Author : Duncan Shields, Staff Writer

I’ve rented my persona out to a smuggler. I’m a chip in the back of his head. I’m a soldier that died a while ago and I’m making a few dollars post-mortem by being an emergency safeguard for morally dubious people.

I’m riding in his brain, a military personality backup program that’s supposed to kick in when he senses danger. My lifetime of training will fire up and give my employer a better chance of survival in a firefight.

The problem is that he’s way too nervous for this and he’s been sensing danger ever since we got off the plane. We went through the breathing exercises in training but he’s forgetting them.

There a flush of adrenaline through his whole system and the warning pictograms flicker up into his field of vision. Intense focus blooms in the middle of our sightline. A deck of cards listing all the available targets and engagement suggestions shudder into existence around the spaceport customs official we’re looking at.

I can feel the smuggler startle at the visual change. He barely keeps from squeaking. I force his face to smile and his hand to smoothly hand over his passport.

It’s a secondary motion suppressant that keeps me from reflexively going for the small, lethal ceramic gun under my arm. The smuggler’s reflexes have been purposefully druglagged to give me time to override his conscious mind.

I’m supposed to exist for the sole purpose of getting this fool through the airport alive but he’s making it very difficult.

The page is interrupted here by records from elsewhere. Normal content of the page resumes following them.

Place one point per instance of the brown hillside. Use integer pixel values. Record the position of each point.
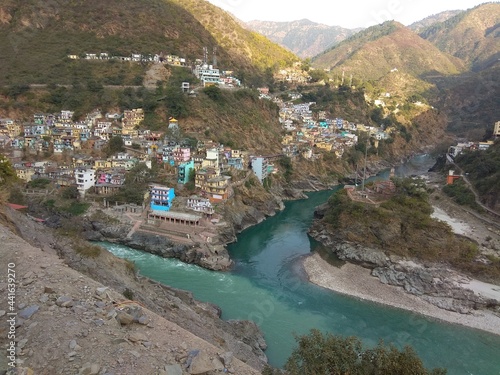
(472, 36)
(376, 51)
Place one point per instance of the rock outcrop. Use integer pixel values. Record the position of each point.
(123, 323)
(435, 283)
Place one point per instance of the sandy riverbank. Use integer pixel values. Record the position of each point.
(357, 281)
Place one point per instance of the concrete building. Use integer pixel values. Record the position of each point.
(496, 130)
(85, 179)
(259, 167)
(161, 197)
(183, 171)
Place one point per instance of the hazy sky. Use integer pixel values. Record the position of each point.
(346, 13)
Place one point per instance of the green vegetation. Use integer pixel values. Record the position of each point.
(7, 172)
(88, 251)
(39, 38)
(319, 353)
(286, 163)
(461, 194)
(483, 170)
(402, 225)
(39, 183)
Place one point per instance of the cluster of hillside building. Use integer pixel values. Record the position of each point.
(209, 165)
(208, 74)
(307, 134)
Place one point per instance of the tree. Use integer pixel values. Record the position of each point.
(213, 92)
(329, 354)
(70, 192)
(115, 145)
(7, 172)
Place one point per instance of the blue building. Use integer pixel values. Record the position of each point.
(236, 163)
(259, 166)
(161, 197)
(183, 171)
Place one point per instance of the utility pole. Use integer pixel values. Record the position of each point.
(364, 169)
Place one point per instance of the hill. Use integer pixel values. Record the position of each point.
(36, 37)
(483, 170)
(374, 52)
(433, 19)
(470, 101)
(472, 36)
(79, 312)
(303, 37)
(244, 47)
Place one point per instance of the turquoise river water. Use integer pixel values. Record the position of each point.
(267, 285)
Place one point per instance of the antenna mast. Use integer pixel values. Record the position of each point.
(215, 56)
(205, 55)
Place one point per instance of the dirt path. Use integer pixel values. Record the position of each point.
(157, 72)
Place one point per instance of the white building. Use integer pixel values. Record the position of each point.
(259, 167)
(496, 129)
(85, 179)
(207, 74)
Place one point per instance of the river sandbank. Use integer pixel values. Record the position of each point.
(356, 281)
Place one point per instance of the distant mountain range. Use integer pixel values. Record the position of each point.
(307, 39)
(378, 50)
(303, 37)
(36, 35)
(433, 19)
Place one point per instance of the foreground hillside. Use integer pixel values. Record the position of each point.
(70, 323)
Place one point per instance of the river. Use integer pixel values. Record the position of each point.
(267, 285)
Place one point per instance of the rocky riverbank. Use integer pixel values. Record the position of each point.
(76, 296)
(433, 289)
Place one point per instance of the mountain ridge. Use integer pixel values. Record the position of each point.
(303, 37)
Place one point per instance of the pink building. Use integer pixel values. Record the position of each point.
(182, 154)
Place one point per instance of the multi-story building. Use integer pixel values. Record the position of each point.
(496, 130)
(161, 197)
(181, 154)
(183, 171)
(200, 205)
(217, 189)
(131, 121)
(85, 179)
(207, 74)
(259, 167)
(212, 158)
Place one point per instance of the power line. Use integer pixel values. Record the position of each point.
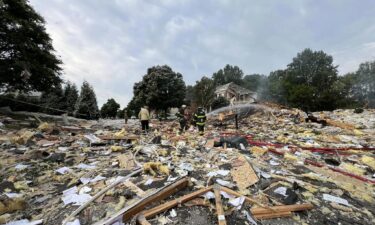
(45, 107)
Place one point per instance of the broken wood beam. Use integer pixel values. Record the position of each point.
(250, 200)
(219, 206)
(272, 215)
(168, 205)
(166, 192)
(142, 220)
(118, 138)
(100, 193)
(282, 208)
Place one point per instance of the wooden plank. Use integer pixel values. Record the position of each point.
(250, 200)
(166, 192)
(168, 205)
(119, 138)
(134, 188)
(142, 220)
(219, 207)
(244, 175)
(282, 208)
(272, 215)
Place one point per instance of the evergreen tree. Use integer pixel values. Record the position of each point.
(86, 106)
(228, 74)
(160, 89)
(70, 96)
(53, 101)
(27, 59)
(204, 92)
(109, 109)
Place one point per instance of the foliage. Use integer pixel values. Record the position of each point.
(219, 102)
(27, 59)
(109, 109)
(86, 106)
(204, 92)
(228, 74)
(254, 82)
(70, 97)
(365, 83)
(53, 101)
(160, 89)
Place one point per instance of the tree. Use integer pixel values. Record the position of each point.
(109, 109)
(27, 59)
(273, 88)
(189, 96)
(309, 80)
(365, 83)
(204, 92)
(160, 89)
(70, 96)
(228, 74)
(53, 101)
(219, 102)
(86, 106)
(254, 82)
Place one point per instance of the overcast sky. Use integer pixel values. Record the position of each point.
(111, 43)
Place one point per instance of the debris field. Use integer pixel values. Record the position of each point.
(275, 166)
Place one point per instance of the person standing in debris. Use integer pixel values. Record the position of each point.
(182, 115)
(144, 116)
(126, 115)
(200, 119)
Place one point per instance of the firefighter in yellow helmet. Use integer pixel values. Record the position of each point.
(200, 119)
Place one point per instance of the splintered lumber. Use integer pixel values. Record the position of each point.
(272, 215)
(142, 220)
(166, 192)
(219, 207)
(100, 193)
(130, 137)
(282, 208)
(250, 200)
(168, 205)
(243, 175)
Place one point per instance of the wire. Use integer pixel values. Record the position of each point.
(46, 107)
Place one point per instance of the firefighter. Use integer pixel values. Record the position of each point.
(200, 119)
(182, 115)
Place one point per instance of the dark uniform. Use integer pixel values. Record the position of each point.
(200, 120)
(182, 118)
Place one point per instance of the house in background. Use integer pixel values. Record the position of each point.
(235, 93)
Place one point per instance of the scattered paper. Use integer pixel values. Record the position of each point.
(186, 166)
(20, 167)
(85, 190)
(85, 166)
(63, 170)
(209, 195)
(75, 222)
(281, 191)
(25, 222)
(225, 183)
(92, 138)
(70, 196)
(335, 199)
(237, 202)
(173, 213)
(265, 175)
(149, 181)
(249, 218)
(274, 163)
(13, 195)
(218, 172)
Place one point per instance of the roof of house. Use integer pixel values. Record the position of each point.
(237, 88)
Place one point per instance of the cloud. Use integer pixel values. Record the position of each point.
(112, 43)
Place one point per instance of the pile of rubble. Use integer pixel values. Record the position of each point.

This wasn’t supposed to be going down like this. I can feel sweat on the smuggler’s forehead. Luckily it’s hot in this country and we’re wearing a wool suit so it won’t look out of place.

He’s staring.

Stop staring.

I can consciously detect no danger but I’m ready for battle because of this idiot’s nervousness. It’s a bad place to be. It looks very suspicious. My programming is aching to bust into violence but when I look at the guard, his heartbeats register only baseline suspicion.

I try to shut down but it’s like trying to take a nap during a skydive.

So far, it’s a lame gig. These smugglers don’t know how to stay calm.

They’d be better off renting the personality of an honour student who’s never even smoked a cigarette. They’d sail through customs.

It’s not how these guys think, though.

I mentally cross my fingers and sit back, a killer at the starting line, the spider in this brainstem, hoping that my employer here doesn’t screw up and start yelling.